Don’t walk on the road at Pilot Butte

Happy summer! It is apparently time to discuss the road access up Pilot Butte. I agree with the June 10 letter stating it’s time to repave the road and include a paved pedestrian trail adjacent to the road. In addition it should be separated from the road by some kind of barrier.

Where I part with the writer’s comments is where she says she walks herself, her two pet dogs and frequently her nephew in a stroller on the road up the butte. She says the adjacent dirt path is slippery, ankle twisting and not conducive to stroller use, and that it is only a matter of time before someone is injured or killed.

My question is: Are you willing for it to be you, your kin or your dog who is injured or killed walking on the road up Pilot Butte? No one, and I repeat, no one should be walking on the narrow, poorly paved, motor vehicle road. It is dangerous and a fool’s errand to do so. The fact that no one has yet been killed should not be a license to act in this foolhardy way.

Carolyn Hammond


Brooks column errs

David Brooks errs in his June 10 column (“After Bergdahl, a case for unity”). As he states, the president and vice president may indeed have a special responsibility to nurture national solidarity, but protecting the lives, property and interests of Americans will trump that each and every time.

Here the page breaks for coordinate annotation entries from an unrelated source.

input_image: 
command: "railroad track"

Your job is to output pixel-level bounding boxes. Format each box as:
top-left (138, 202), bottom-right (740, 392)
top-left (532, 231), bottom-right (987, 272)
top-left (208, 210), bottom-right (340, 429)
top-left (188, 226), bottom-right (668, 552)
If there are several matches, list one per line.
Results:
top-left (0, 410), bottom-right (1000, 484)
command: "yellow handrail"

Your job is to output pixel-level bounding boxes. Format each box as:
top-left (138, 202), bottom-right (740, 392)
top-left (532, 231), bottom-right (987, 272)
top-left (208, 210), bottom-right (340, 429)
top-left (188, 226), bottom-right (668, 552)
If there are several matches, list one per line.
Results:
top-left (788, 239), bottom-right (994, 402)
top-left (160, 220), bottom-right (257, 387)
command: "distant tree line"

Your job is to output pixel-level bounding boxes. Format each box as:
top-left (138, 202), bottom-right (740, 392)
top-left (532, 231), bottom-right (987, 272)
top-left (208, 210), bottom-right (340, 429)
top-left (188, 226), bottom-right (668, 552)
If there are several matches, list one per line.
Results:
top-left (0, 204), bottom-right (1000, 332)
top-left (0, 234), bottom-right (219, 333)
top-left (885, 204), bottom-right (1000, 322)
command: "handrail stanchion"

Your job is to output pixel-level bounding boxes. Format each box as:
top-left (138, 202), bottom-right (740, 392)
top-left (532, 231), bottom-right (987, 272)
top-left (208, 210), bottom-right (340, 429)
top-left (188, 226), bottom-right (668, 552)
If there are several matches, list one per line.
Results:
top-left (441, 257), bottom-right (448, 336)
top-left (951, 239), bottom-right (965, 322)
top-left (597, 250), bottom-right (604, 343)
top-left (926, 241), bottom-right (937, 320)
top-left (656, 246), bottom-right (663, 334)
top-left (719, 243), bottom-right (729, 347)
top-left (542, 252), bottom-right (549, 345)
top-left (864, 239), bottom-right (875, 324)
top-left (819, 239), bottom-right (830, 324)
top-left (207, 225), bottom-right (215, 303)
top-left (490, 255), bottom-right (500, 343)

Brooks goes on to say that the president “had to take all measures necessary to secure the release of … Bergdahl.” All measures necessary? No, he did not, no more than was the case with four dedicated Americans who fought for their lives (and to their deaths) in the line of duty in Benghazi in September 2012. Where was this imperative then?

Basic to democracy itself is to generally defer the needs of the individual to the needs of the majority. Americans are now put at risk both by the terrorists released and thus empowered by President Barack Obama and the precedent he has set in doing so. And Brooks would have us believe that this brings about cohesion? Perhaps among al-Qaida.

Brooks of The New York Times tries to make a case for the president and his mistakes rather than one for unity.

Ross Flavel


OSU needs to pull back the curtain

At the June 10 meeting, the presentations and comments, for the most part, were informative. The parking management plan (complete with “Traffic Management Analytics”) seemed to address about every variable except a projection on how winter weather will affect students’ mode of transportation while getting to and from the campus.

Lacking at the meeting was any discussion about a possible future enrollment of up to 5,000 students and supporting staff. Isn’t it fair to inquire, now, what is OSU’s strategic plan regarding projected growth and the requirements of this growth over the next five to 10 years? That growth will certainly impact the community’s “Quality of Life Analytics.” Doesn’t OSU owe the community of Bend this information? And if OSU’s planning did not include such strategic growth plans, the institution is strategically remiss. If its planning did include future enrollment projections and the infrastructure that would be needed, why is the information not being shared with the community?

I am strongly supporting Bend having a four-year university for all the points that were made last week as well as in the commentary in The Bulletin. What concerns me is that OSU appears to not be totally transparent.

My public service experience has taught me that there is always something behind the curtain that the public isn’t supposed to see. OSU: Please pull back the curtain (that we pay for) and let’s see everything.

Bill Gregoricus


OSU headline shows bias

With my tongue firmly planted in my cheek, I say thank you to The Bulletin for the time you save me each and every morning. Seeing such biased headlines as “Skeptics slam OSU campus plan” saves me the time of reading the content, knowing there will be no fair and impartial reporting content therein.